Im Rahmen dieser Debatte kam auch die Frage nach einer möglichen genetischen DNA-Analyse der Mumien auf. Damit Verwandte ihre eigene DNA mit Proben der Leichen abgleichen können. Denn die meisten Ruander wissen nicht, wo ihre Angehörigen bestattet sind. Jean Damascene Gasanabo:
"Unsere Priorität ist im Moment die Konservierung der Leichen. Wir haben so viele Beweisgegenstände: Wir haben Schriftdokumente auf Papier, Kleidung, Schuhe, Tatwaffen. All das müssen wir erst einmal gut haltbar machen. Dann, in der Zukunft, spielen wir mit der Überlegung der DNA-Analyse. Doch dafür brauchen wir finanzielle Mittel und auch das Wissen."
Das forensische Labor in Ruandas Hauptstadt Kigali wurde erst im vergangenen Jahr eingeweiht. Noch immer ist es nicht fertig eingerichtet. 75 Wissenschaftler und Polizisten arbeiten hier, zehn davon wurden in Deutschland ausgebildet.

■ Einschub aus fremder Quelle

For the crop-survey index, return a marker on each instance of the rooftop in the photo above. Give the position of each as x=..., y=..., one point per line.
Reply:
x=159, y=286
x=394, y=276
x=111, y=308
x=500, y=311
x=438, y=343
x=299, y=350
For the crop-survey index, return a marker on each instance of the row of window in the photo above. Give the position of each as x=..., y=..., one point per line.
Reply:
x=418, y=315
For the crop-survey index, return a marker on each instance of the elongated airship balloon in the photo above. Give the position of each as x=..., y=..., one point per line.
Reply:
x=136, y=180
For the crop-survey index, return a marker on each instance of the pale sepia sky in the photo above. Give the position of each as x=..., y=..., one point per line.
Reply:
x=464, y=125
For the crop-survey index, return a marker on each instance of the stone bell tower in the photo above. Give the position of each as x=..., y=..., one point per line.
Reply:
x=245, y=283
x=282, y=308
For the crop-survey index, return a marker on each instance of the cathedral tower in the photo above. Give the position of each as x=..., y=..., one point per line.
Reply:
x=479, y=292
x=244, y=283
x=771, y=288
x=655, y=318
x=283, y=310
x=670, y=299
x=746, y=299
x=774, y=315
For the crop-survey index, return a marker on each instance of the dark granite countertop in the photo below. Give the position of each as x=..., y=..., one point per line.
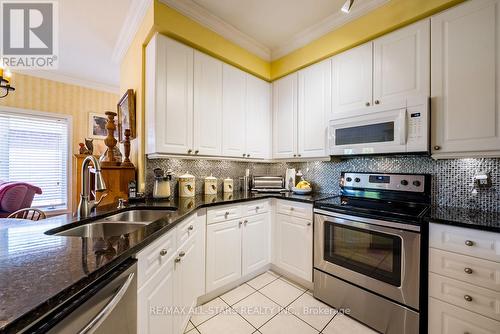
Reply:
x=475, y=219
x=38, y=272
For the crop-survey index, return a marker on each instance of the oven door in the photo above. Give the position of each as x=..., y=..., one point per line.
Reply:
x=382, y=259
x=372, y=133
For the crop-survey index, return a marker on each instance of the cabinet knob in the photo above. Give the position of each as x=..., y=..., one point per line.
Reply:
x=469, y=243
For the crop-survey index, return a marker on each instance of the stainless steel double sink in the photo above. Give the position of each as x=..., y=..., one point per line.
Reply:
x=115, y=225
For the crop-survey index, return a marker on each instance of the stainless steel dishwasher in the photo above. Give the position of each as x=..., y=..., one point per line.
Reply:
x=109, y=306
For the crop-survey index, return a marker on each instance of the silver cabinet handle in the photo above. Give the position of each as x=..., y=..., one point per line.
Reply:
x=469, y=243
x=94, y=324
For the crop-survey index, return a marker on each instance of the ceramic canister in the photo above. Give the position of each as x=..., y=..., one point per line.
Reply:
x=186, y=185
x=228, y=185
x=210, y=185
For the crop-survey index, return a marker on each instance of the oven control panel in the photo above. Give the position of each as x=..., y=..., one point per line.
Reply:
x=398, y=182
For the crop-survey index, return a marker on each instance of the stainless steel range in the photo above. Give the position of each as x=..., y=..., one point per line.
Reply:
x=367, y=249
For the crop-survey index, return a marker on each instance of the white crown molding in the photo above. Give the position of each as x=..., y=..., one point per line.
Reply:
x=71, y=80
x=325, y=26
x=133, y=20
x=214, y=23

Auch in DNA-Analysen.
Rechtsmediziner Higiro Valens zieht einen sterilen Kittel an. Im neu eingerichteten DNA-Labor ist dies Vorschrift. Die Forensiker sollen hier eine nationale DNA-Datenbank aufbauen.
"Momentan machen wir nur DNA-Analysen von Kriminellen", sagt Higiro Valens. "Doch wir richten gerade in unserem Institut eine neue Abteilung ein, die dann für die DNA-Analysen der Leichen aus den Massengräbern zuständig ist. Wir arbeiten derzeit an einem Gesetz für eine DNA-Datenbank, in der wir diese Daten speichern. Darin wird auch stehen, wie wir die DNA schützen und die Privatrechte wahren – das ist wichtig."
Auch heute werden noch Massengräber entdeckt
Noch immer werden in Ruanda jedes Jahr neue Massengräber entdeckt, auch 25 Jahre später noch. Für die Überlebenden von 1994 sei eine die DNA-Analyse der Leichen wichtig, um herauszufinden, wo die Angehörigen beerdigt sind, sagt Gedenkstättenführer Mugabarigara.
"Wenn in unserer Kultur jemand stirbt, dann beerdigen wir diese Person. Doch nach dem Völkermord hatten wir keine Expertise, wie man mit Massengräbern umgeht. Dieses Wissen haben wir uns erst jetzt angeeignet. Doch es ist wichtig zu wissen, wo sie bestattet sind. Auch ich habe meine Eltern nach dem Völkermord beerdigt und habe sie 2011 exhumieren und sie in der Gedenkstätte beisetzen lassen. Das war wichtig zu wissen, dass sie dort beerdigt sind, wo ich hingehen kann und an sie denken kann. In einigen Jahren wird mein Kind fragen, wo seine Großeltern bestattet sind. Wenn es alt genug ist, kann ich meinem Sohn erzählen, was passiert ist."